Contou-lhe então tudo, as saudades que curtira, as propostas do mascate, as
suas recusas, até que um dia, sem saber como, amanhecera gostando dele.
-
Pode crer que pensei muito e muito em você. Sinhá Inácia que lhe diga se não
chorei muito... Mas o coração mudou... Mudou... Conto-lhe tudo isto, como se
estivesse diante do padre, concluiu sorrindo.
Não
sorria de escárnio. A expressão das palavras é que era uma mescla de candura e
cinismo, de insolência e simplicidade, que desisto de definir melhor. Creio até
que insolência e cinismo são mal aplicados. Genoveva não se defendia de um erro
ou de um perjúrio; não se defendia de nada; faltava-lhe o padrão moral das
ações.

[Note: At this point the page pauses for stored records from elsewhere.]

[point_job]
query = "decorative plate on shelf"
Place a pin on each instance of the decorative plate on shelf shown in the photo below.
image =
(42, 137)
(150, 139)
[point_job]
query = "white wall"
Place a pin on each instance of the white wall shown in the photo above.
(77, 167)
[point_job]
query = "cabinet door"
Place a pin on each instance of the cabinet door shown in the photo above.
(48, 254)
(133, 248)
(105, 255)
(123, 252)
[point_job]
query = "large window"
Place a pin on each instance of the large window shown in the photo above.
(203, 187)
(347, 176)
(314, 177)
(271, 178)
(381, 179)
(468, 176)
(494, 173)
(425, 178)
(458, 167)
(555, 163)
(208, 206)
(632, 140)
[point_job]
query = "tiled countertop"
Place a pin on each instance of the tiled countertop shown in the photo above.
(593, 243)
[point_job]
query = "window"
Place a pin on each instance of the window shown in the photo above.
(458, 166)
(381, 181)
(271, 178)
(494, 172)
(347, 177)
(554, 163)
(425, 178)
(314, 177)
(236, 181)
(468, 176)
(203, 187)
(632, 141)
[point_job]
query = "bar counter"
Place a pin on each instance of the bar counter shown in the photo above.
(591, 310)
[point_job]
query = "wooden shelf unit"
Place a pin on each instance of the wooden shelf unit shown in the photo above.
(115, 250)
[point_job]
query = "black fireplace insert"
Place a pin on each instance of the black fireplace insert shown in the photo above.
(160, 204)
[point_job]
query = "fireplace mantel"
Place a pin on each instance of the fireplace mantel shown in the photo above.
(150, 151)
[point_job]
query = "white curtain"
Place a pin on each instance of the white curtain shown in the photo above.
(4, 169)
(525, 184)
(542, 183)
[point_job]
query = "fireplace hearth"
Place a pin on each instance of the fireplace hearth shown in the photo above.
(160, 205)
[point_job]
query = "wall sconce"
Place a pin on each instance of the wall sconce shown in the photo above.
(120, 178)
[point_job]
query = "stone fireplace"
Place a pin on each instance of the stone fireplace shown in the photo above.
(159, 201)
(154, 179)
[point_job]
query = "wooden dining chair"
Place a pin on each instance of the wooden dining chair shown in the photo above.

O que dizia, em resumo, é que era melhor não ter mudado, dava-se bem com
a afeição do Deolindo, a prova é que quis fugir com ele; mas, uma vez que o
mascate venceu o marujo, a razão era do mascate, e cumpria declará-lo. Que vos
parece? O pobre marujo citava o juramento de despedida, como uma obrigação
eterna, diante da qual consentira em não fugir e embarcar: "Juro por Deus
que está no céu; a luz me falte na hora da morte". Se embarcou, foi porque
ela lhe jurou isso. Com essas palavras é que andou, viajou, esperou e tornou;
foram elas que lhe deram a força de viver. Juro por Deus que está no céu; a luz
me falte na hora da morte...
-
Pois, sim, Deolindo, era verdade. Quando jurei, era verdade. Tanto era verdade
que eu queria fugir com você para o sertão. Só Deus sabe se era verdade! Mas
vieram outras coisas... Veio este moço e eu comecei a gostar dele...
-
Mas a gente jura é para isso mesmo; é para não gostar de mais ninguém...
-
Deixa disso, Deolindo. Então você só se lembrou de mim? Deixa de partes...
-
A que horas volta José Diogo?
-
Não volta hoje.
-
Não?
-
Não volta; está lá para os lados de Guaratiba com a caixa; deve voltar
sexta-feira ou sábado... E por que é que você quer saber? Que mal lhe fez ele?
Pode
ser que qualquer outra mulher tivesse igual palavra; poucas lhe dariam uma
expressão tão cândida, não de propósito, mas involuntariamente. Vede que
estamos aqui muito próximos da natureza. Que mal lhe fez ele? Que mal lhe fez
esta pedra que caiu de cima? Qualquer mestre de física lhe explicaria a queda
das pedras. Deolindo declarou, com um gesto de desespero, que queria matá-lo.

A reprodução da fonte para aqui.